Bleibt (m)eine Stadt dieselbe, wenn wir sie einmal mit anderen Augen gesehen haben? Mit dieser Frage setzt sich die österreichische Performancekünstlerin Stefanie Sourial in ihrer neuen Arbeit "City of Diaspora" auseinander, zu sehen im brut Nordwest. Sourial thematisiert, wie bereits in ihrer Reihe "Colonial Cocktail", die Auswirkungen von Kolonialisierung, Vertreibung und Rassismen auf persönliche Lebensrealitäten, im konkreten Fall die Art, einer Stadt als Ankunftsort zu begegnen und sich in ihr Räume zu schaffen, die zugleich dieser wie der eigenen Lebenswelt zugehören. Die "Stadt der Diaspora" wird so zu einer Stadt in der Stadt, die zugleich, so lassen es die Videoprojektionen (Sunanda Mesquita) erahnen, viele Orte ist und, für andere verborgen, gefüllt mit Erinnerungen und Wegen, Abschieden und Verlassenem.

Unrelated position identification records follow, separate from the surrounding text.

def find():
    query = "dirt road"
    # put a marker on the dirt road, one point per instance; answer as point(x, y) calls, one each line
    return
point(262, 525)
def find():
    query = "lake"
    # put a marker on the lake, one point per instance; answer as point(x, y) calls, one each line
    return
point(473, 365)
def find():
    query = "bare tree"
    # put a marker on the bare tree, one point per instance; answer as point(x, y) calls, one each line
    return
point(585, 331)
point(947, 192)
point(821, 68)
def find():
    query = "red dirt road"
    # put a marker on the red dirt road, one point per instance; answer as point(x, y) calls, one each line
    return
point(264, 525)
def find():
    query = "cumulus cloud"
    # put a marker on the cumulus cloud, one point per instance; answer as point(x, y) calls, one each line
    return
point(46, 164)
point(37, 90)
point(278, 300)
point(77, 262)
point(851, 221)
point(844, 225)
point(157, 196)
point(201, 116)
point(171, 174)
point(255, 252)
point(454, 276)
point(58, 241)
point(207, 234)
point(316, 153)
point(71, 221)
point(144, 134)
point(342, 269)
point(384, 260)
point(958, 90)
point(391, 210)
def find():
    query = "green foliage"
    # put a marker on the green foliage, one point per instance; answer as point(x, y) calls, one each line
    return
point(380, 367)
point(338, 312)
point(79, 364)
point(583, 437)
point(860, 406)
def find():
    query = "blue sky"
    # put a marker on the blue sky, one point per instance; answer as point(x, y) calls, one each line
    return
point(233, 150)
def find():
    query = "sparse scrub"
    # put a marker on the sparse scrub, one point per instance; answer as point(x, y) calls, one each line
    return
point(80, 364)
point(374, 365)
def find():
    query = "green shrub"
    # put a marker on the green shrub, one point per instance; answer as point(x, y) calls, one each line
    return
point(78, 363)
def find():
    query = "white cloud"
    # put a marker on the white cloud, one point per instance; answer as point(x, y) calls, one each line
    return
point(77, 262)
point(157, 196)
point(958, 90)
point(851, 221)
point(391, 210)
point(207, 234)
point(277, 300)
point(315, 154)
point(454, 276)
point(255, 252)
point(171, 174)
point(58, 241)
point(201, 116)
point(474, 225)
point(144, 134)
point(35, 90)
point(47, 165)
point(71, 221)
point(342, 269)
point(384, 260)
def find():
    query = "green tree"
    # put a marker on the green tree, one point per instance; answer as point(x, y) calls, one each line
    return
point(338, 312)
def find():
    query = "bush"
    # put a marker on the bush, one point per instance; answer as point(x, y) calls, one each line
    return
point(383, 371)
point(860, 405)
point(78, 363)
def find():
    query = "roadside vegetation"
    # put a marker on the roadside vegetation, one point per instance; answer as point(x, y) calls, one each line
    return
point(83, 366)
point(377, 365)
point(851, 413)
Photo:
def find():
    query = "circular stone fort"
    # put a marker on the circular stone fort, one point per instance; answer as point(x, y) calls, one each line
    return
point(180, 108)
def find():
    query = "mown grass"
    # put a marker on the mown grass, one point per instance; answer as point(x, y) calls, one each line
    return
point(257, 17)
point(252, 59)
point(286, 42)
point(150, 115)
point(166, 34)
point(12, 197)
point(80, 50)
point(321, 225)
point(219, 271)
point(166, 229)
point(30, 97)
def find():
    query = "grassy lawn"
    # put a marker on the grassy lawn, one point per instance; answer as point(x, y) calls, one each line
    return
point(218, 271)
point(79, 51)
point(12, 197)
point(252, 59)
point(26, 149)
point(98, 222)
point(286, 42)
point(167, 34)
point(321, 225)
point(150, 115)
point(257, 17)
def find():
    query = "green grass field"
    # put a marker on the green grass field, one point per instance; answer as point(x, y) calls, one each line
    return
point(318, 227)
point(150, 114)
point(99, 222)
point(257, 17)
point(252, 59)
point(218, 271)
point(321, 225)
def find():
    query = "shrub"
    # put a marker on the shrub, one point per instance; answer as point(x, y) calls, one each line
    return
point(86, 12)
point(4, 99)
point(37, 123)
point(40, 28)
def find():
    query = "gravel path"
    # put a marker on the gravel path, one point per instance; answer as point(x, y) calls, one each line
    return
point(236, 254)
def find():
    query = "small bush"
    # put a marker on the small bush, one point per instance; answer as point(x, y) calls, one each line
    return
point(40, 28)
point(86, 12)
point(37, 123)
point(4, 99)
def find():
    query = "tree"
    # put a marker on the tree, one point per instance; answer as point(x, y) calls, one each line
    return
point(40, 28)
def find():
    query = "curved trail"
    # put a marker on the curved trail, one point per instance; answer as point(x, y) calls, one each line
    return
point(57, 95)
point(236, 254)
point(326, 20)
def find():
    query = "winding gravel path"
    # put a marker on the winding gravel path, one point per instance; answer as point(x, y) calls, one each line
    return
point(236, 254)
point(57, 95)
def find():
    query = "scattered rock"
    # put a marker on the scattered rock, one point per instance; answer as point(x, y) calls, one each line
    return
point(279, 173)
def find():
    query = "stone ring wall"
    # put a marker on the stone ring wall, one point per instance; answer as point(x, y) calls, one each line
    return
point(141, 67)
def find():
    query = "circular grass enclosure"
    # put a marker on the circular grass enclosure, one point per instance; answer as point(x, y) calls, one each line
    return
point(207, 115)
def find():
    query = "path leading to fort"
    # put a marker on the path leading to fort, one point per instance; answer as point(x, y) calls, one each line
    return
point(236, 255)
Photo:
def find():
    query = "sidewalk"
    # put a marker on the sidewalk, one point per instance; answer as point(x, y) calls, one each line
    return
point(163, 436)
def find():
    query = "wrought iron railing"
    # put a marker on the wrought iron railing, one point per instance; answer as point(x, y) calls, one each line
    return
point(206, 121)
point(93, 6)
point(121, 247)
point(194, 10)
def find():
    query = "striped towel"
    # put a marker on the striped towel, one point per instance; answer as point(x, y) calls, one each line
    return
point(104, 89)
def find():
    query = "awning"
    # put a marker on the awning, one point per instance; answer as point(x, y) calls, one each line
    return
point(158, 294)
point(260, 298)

Gemeinsam mit den Performerinnen Hyo Lee und Faris Cuchi Gezahegn bringt Sourial in loser Folge Kurzgeschichten auf Basis gesammelter Erzählungen von in Wien lebender Künstlerinnen mit Fluchterfahrungen auf die Bühne. Die Episoden werden wohl bewusst in ihrer Einfachheit belassen: Da wird die eine zum schillernd mutigen Fisch, ein anderes Mal sucht man gemeinsam nach der verlorenen Freude. Die drei Darstellerinnen erklimmen in Overalls die weißen Kuben der sonst leeren Bühne, um diese in eingängigen Choreografien zu Discosounds zu betanzen, am Ende gibt es eine märchenhaft anmutende gemeinsame Teezeremonie. Das ist charmant, bleibt aber doch zu sehr an der Oberfläche.